Pharmaceutical innovation has led to HIV treatments that are simpler and less toxic. Newer medicines have addressed issues of complexity and toxicity, reduced the number of pills and created treatment regimens that are far more patient-friendly, making it easier for patients to adhere to their treatment. This is good news for individuals taking HIV antivirals for treatment or prevention of HIV infection — except, of course, if those individuals live in Washington state.
For example, the state’s “fail-first” policies, such as so-called “step therapy” and “utilization management,” mean that providers may not be able to prescribe what they think is the best treatment option, instead starting with what they feel is an inferior regimen. The physician must then monitor the ineffectiveness of that treatment to justify to the state why their patient should instead be prescribed a “non-preferred” (that is, more expensive) therapy.
The state argues that efforts to reduce complexity and toxicity are trumped by cost considerations. Acknowledging that HIV medications are expensive, nevertheless, according to the database Fingertip Formulary, 49 other states do not have the same restrictions on HIV prescribers and patients. Unlike Washington, most other states do not interfere with the doctor-patient relationship in choosing the most appropriate regimen to treat the patient’s HIV.
As the situation currently stands in Washington state, if a doctor believes that a patient is more likely to succeed on a single-tablet regimen with lower toxicity versus two or three daily pills, the state can deny the request, maintaining that those reasons are insufficient to justify the use (and therefore the cost) of “non-preferred” medications.
Of course, there are multiple problems with this approach.
First, the “failure” of an initial HIV regimen, either due to tolerability or lack of efficacy, can bear a high price. Failure may lead to mutations in the virus that preclude many other valuable medications. Poor tolerability with the first regimen may make the patient averse to try other HIV treatments.

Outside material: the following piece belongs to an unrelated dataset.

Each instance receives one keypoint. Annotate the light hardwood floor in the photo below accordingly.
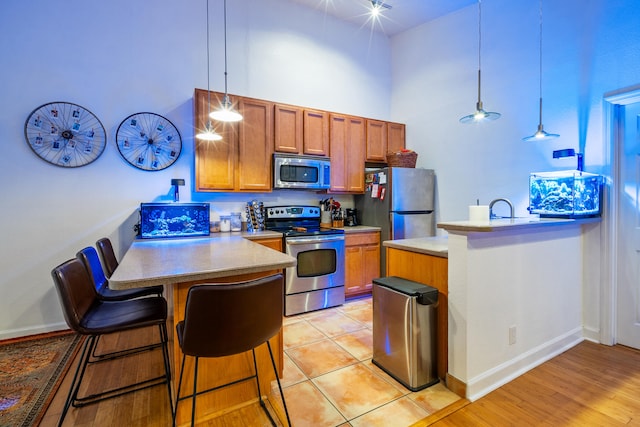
(589, 385)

Second, I and my colleagues who care for and treat patients are forced to betray a moral and ethical commitment to make the best treatment decisions possible for our patients. The decision-makers in Olympia have little context for looking patients in the eye and telling them they will have to take several prescriptions, instead of one, to treat their newly diagnosed HIV. And they are not the ones who have to prescribe an older regimen for the patient while knowing that newer, simpler, and safer treatment is available to others but not for this patient because they are on Medicaid.
Finally, because of all this, a rift emerges in the patient-provider relationship. Being compelled to prescribe a treatment I know may adversely affect my patients, when I know a better option is available, is not an approach that builds openness and trust between a provider and a patient who needs to be seen regularly while being treated.
Another year of substandard Medicaid access to HIV treatments may be just around the corner. But on Wednesday, there will be an opportunity for those in power to reevaluate a broken approach that has damaged the state’s health care system, impeded providers’ ability to do their job faithfully and ethically, and potentially caused harm to some of the state’s most stigmatized and vulnerable patient populations.
On behalf of physicians across the state, I urge them to take advantage of it.